Linus Torvalds torvalds at linux-foundation.org
Sat Aug 27 00:19:55 UTC 2016


On Fri, Aug 26, 2016 at 4:58 PM, Jeremy Allison <jra at samba.org> wrote:
>
> Can you describe the conditions you personally would feel justify
> filing a lawsuit over GPL non-compliance ?

You asked Ted, but I'll answer for one of the conditions for me: that
it is not some gray area. It has to be a pretty damn clear violation.

Quite frankly, I've seen a lot of people be confused about what the
GPLv2 actually says over the years. The most common confusion is the
whole thing about "linking". It gets mentioned a lot.

Not only is "linking" not something that has any legal meaning, but
the GPLv2 doesn't even mention it.  Yet people _continually_ talk
about linking.

I think the confusion actually comes from the FSF itself, and the
original LGPL discussions, where the FSF at some point tried to
convince people that linking against a GPL library somehow meant that
the end result was a "derived work" in a very different way than "mere
aggregation". It comes from some GPL maximalist argument, and it's
where the whole LGPL came from, after all.

So a *lot* of people think that "linking" means that the GPLv2 is
automatically in effect.

But what the license says - and more importantly, what copyright law
itself actually is all about - is not linking, but "derived work".

And there's a _lot_ of gray areas there, and no, technical measures
does not make something derived or not.

In the kernel, we have tried to kind of clarify our thinking with the
whole module interface, and the EXPORT_SYMBOL_GPL() distinction - the
argument being one of both intent (which does have some legal weight,
although the key word there is "some") and just to clarify that some
parts are so clearly "internal Linux implementation" that if you need
them, you're clearly not an independent module.

But everybody should know that that is not necessarily black and white
either. Are GPL'd shim modules that use that EXPORT_SYMBOL_GPL() and
thjen export something else (non-GPL'd) that uses them legal? They
certainly fail the _smell_ test. A technical trick doesn't really have
any legal meaning. If I were a judge (and I'm not, not even a lawyer),
I'd certainly frown on it, but I might not take the initial
EXPORT_SYMBOL_GPL() distinction all that seriously _either_.
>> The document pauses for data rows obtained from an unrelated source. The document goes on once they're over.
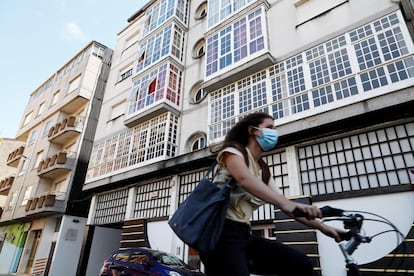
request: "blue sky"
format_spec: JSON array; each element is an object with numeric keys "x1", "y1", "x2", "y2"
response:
[{"x1": 0, "y1": 0, "x2": 148, "y2": 138}]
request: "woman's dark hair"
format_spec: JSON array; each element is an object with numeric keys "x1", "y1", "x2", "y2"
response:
[{"x1": 214, "y1": 112, "x2": 273, "y2": 154}]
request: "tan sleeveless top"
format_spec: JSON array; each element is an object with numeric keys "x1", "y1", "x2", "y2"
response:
[{"x1": 214, "y1": 147, "x2": 280, "y2": 224}]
Anyway, end result is that there's a lot of very murky "what is
actually a derived work" issues.

I'd not be interested in ever having a lawsuit to "clarify" such an
issue. I don't think it would really clarify anything anyway (it will
just set one boundary in one case for one specific thing).

So it has to be a pretty damn obvious violation.

We should not be another crazy Oracle. Those guys are just looking
like morons with their crazy legal theories. And I'm not saying that
just because they keep losing.

And quite frankly, I've seen some crazy legal theories from the people
who want to maximize the reach of the GPL. Things that would literally
depend on the jury and judge not having a clue.